After a workout, cool painful spots with an ice pack or bag of frozen peas. Wrap either in a towel and hold in place for 10-15 minutes.

Why it works: Warming up increases blood flow to your muscles, making them less stiff and reducing the risk of injury, Vangsness says. 

Icing down afterward helps prevent inflammation and swelling.

10. Consider acupuncture. 
How it’s done: Acupuncture is an ancient Chinese therapy involving the placement of tiny needles at specific points. 

“It’s a system of healing that works with the energy in the body,” says Beth Kohn-Converse, Dipl.Ac, an acupuncturist at Henry Ford Health System’s Center for Integrative Medicine in Detroit.

Kohn-Converse usually sees a patient once or twice a week for about six weeks, and then evaluates how that person is responding.
Why it works: “Acupuncture stimulates the release of endorphins and encephalin, which are relaxing and pain-relieving substances,” Kohn-Converse says. 

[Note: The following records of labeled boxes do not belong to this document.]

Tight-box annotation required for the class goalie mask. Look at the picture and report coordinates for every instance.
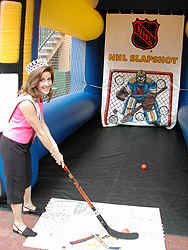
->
[136,70,146,84]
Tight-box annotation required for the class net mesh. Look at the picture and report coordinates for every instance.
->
[105,70,172,126]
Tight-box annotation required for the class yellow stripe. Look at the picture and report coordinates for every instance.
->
[0,1,22,63]
[23,0,34,84]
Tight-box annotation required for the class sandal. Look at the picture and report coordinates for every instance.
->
[22,206,42,215]
[12,224,37,237]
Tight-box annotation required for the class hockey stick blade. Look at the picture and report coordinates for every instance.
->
[97,213,139,240]
[64,164,139,240]
[106,226,139,240]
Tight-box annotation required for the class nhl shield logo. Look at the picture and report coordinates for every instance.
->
[132,18,160,50]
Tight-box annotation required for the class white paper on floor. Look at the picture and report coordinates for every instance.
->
[23,198,166,250]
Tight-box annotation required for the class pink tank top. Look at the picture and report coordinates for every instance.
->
[3,95,43,144]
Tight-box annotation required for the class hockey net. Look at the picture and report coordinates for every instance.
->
[104,70,173,126]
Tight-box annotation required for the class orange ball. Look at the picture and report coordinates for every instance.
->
[141,164,147,171]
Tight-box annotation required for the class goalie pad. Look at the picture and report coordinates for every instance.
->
[116,86,129,101]
[142,93,156,111]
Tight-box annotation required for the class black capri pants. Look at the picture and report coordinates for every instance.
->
[0,135,32,204]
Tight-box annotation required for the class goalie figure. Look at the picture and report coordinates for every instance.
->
[116,70,160,125]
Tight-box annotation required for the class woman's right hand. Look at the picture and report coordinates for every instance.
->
[51,151,64,168]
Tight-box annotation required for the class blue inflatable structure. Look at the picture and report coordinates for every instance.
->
[0,33,104,197]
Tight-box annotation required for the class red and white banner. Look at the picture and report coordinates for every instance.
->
[101,14,184,129]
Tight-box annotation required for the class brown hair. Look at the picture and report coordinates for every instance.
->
[18,66,54,102]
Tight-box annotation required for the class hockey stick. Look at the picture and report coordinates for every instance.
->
[122,87,167,122]
[64,165,139,240]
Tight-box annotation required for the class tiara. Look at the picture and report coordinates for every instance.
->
[25,58,48,75]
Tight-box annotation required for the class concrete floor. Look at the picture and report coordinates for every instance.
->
[0,210,188,250]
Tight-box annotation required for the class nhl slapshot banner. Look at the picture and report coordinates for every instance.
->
[101,14,184,129]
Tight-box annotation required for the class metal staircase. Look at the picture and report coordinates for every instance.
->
[38,31,64,62]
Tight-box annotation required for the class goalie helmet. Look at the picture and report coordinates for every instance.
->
[136,70,146,84]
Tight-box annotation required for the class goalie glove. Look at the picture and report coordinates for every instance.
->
[116,86,129,101]
[142,93,156,111]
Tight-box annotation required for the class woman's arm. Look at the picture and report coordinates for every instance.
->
[19,100,64,166]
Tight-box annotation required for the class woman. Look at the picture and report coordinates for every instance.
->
[0,59,64,237]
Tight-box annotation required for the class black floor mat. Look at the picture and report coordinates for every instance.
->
[1,114,188,236]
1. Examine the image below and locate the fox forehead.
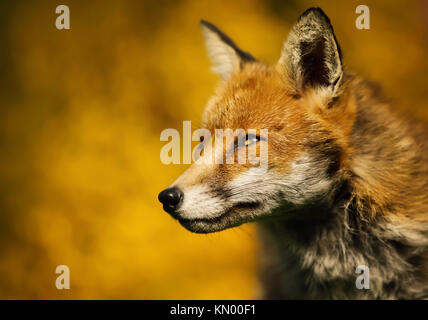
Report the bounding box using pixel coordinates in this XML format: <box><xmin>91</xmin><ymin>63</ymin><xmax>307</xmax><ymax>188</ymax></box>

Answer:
<box><xmin>202</xmin><ymin>62</ymin><xmax>303</xmax><ymax>131</ymax></box>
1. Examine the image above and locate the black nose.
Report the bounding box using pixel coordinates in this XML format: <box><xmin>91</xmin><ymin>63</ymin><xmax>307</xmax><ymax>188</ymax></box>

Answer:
<box><xmin>158</xmin><ymin>187</ymin><xmax>183</xmax><ymax>212</ymax></box>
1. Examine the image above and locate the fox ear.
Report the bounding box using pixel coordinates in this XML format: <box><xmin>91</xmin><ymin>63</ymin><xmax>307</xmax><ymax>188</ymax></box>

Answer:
<box><xmin>277</xmin><ymin>8</ymin><xmax>343</xmax><ymax>95</ymax></box>
<box><xmin>200</xmin><ymin>20</ymin><xmax>255</xmax><ymax>79</ymax></box>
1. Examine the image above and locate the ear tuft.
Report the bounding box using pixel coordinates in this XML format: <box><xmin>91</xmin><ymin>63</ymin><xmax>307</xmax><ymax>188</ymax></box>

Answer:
<box><xmin>278</xmin><ymin>8</ymin><xmax>343</xmax><ymax>94</ymax></box>
<box><xmin>200</xmin><ymin>20</ymin><xmax>255</xmax><ymax>79</ymax></box>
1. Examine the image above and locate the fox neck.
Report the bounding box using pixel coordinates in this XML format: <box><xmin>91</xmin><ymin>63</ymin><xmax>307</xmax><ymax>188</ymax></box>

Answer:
<box><xmin>261</xmin><ymin>79</ymin><xmax>428</xmax><ymax>298</ymax></box>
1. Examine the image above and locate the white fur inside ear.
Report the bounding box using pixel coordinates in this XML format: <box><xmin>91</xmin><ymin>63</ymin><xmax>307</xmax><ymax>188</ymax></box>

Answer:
<box><xmin>202</xmin><ymin>27</ymin><xmax>240</xmax><ymax>79</ymax></box>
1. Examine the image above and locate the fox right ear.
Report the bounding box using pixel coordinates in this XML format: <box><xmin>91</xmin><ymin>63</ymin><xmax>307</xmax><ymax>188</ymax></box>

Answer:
<box><xmin>200</xmin><ymin>20</ymin><xmax>255</xmax><ymax>79</ymax></box>
<box><xmin>277</xmin><ymin>8</ymin><xmax>343</xmax><ymax>95</ymax></box>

The therapy also improves circulation around the joints.

“Any time you puncture the body, you send more blood flow to that area,” Kohn-Converse says. 

She also recommends combining acupuncture with customized Chinese herbal therapies – taken orally or applied topically – that help reduce inflammation and pain. Your acupuncturist may be able to suggest those that would be best for you.